When I asked fellow vintage dealers about their feelings on real fur purchased secondhand, most were similarly pragmatic, citing its lower environmental impact and warmth as reasons to buy it over anything new. One buyer noted, “The energy has already been put into it and has so much more output.”

Another went further, feeling a sense of duty to “not let the animals have died in vain.” Thankfully, truly cherishing what already exists in circulation, including real vintage fur that will biodegrade, is a practical, thoughtful, and viable personal solution we can all take advantage of. 

It’s important to turn our gaze to the ever-increasing profit of fast-fashion labels that sell faux en masse while labeling it vegan or cruelty-free. As last season’s pieces sit unworn or—worst of all—discarded in landfills, these brands won’t receive the same pushback seen in response to the Schiaparelli show. 
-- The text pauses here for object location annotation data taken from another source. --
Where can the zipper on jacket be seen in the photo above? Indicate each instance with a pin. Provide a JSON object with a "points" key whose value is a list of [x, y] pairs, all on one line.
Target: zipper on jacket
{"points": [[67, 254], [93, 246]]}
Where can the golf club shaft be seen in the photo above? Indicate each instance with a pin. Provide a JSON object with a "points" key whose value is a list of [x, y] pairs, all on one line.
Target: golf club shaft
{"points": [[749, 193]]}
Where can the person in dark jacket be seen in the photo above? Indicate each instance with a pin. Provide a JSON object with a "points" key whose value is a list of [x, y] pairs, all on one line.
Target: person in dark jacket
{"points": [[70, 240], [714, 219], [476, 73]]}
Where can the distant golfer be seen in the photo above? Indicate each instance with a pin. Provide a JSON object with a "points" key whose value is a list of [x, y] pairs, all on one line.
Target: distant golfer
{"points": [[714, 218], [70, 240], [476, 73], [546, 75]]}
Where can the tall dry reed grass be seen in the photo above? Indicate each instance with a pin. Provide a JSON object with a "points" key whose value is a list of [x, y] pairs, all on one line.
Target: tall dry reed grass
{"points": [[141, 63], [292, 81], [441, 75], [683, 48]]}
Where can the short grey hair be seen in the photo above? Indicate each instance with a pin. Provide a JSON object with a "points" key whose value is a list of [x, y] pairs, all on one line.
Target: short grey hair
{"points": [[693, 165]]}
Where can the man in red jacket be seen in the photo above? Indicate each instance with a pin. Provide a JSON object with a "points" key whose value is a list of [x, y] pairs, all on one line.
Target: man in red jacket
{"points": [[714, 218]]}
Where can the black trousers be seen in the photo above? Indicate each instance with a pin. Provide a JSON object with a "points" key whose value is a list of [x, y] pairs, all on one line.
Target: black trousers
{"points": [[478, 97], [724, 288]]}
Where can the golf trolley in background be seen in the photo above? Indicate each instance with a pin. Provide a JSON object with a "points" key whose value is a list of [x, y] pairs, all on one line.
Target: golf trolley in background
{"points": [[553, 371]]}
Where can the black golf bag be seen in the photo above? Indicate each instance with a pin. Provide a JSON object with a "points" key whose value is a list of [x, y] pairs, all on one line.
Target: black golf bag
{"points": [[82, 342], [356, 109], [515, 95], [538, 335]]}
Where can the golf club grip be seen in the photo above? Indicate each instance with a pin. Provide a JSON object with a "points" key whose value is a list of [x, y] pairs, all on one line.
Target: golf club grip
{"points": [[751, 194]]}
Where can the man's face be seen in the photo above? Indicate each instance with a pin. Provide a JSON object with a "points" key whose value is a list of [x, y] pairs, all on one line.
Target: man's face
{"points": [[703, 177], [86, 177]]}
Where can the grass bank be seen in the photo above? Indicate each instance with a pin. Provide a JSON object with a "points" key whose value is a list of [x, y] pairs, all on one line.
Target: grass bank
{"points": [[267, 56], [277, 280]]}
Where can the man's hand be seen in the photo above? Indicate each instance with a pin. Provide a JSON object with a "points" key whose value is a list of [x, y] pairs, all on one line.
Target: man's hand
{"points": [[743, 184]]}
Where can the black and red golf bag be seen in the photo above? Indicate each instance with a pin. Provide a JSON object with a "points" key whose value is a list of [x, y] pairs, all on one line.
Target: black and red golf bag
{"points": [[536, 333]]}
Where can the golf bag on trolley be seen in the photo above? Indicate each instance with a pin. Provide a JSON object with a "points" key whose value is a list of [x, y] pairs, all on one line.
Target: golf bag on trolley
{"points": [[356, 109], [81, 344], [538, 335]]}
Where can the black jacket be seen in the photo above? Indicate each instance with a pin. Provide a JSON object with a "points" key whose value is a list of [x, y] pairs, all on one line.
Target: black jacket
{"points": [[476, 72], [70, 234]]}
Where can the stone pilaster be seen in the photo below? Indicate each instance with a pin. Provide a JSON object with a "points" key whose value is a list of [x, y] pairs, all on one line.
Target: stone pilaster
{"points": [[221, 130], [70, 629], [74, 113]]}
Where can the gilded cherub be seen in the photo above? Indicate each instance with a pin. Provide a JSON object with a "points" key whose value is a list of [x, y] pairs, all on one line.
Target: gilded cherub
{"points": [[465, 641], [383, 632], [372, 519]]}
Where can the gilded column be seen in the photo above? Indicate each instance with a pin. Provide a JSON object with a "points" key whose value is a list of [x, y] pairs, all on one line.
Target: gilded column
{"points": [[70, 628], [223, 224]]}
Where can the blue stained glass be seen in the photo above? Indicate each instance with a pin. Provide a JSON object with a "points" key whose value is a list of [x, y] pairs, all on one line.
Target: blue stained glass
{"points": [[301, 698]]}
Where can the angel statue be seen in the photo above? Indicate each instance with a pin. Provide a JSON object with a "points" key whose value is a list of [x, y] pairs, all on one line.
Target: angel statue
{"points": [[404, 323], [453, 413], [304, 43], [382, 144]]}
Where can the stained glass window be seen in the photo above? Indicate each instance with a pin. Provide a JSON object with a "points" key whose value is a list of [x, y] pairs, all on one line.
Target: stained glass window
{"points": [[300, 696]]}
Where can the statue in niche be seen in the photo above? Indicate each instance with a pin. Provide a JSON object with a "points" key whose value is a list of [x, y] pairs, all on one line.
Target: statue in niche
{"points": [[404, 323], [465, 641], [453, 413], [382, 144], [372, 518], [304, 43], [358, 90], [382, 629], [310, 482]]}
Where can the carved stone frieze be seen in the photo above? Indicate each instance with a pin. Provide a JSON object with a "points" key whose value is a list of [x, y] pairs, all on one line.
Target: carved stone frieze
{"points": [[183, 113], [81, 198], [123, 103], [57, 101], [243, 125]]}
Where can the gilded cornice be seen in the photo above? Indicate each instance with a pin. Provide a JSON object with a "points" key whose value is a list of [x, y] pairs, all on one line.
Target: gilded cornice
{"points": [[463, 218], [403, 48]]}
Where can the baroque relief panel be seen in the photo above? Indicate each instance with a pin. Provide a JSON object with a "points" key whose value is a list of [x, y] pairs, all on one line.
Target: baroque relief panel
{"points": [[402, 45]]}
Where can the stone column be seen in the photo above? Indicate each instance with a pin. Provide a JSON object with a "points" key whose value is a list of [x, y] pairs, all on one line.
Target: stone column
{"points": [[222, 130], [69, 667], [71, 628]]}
In a statement about the looks, Schiaparelli said, “It is a reminder that there is no such thing as heaven without hell; there is no joy without sorrow; there is no ecstasy of creation without the torture of doubt.” 

This show and the myriad responses it generated demonstrate that there is no good taste without bad, no real without faux, no haute couture triumph without fast-fashion excess. Within moments engineered for virality and earned-media value, we cannot allow these illusions to hijack our attention spans. The market forces worth fighting against are at once far less glamorous and way more powerful than the hellishly alluring visions of couture.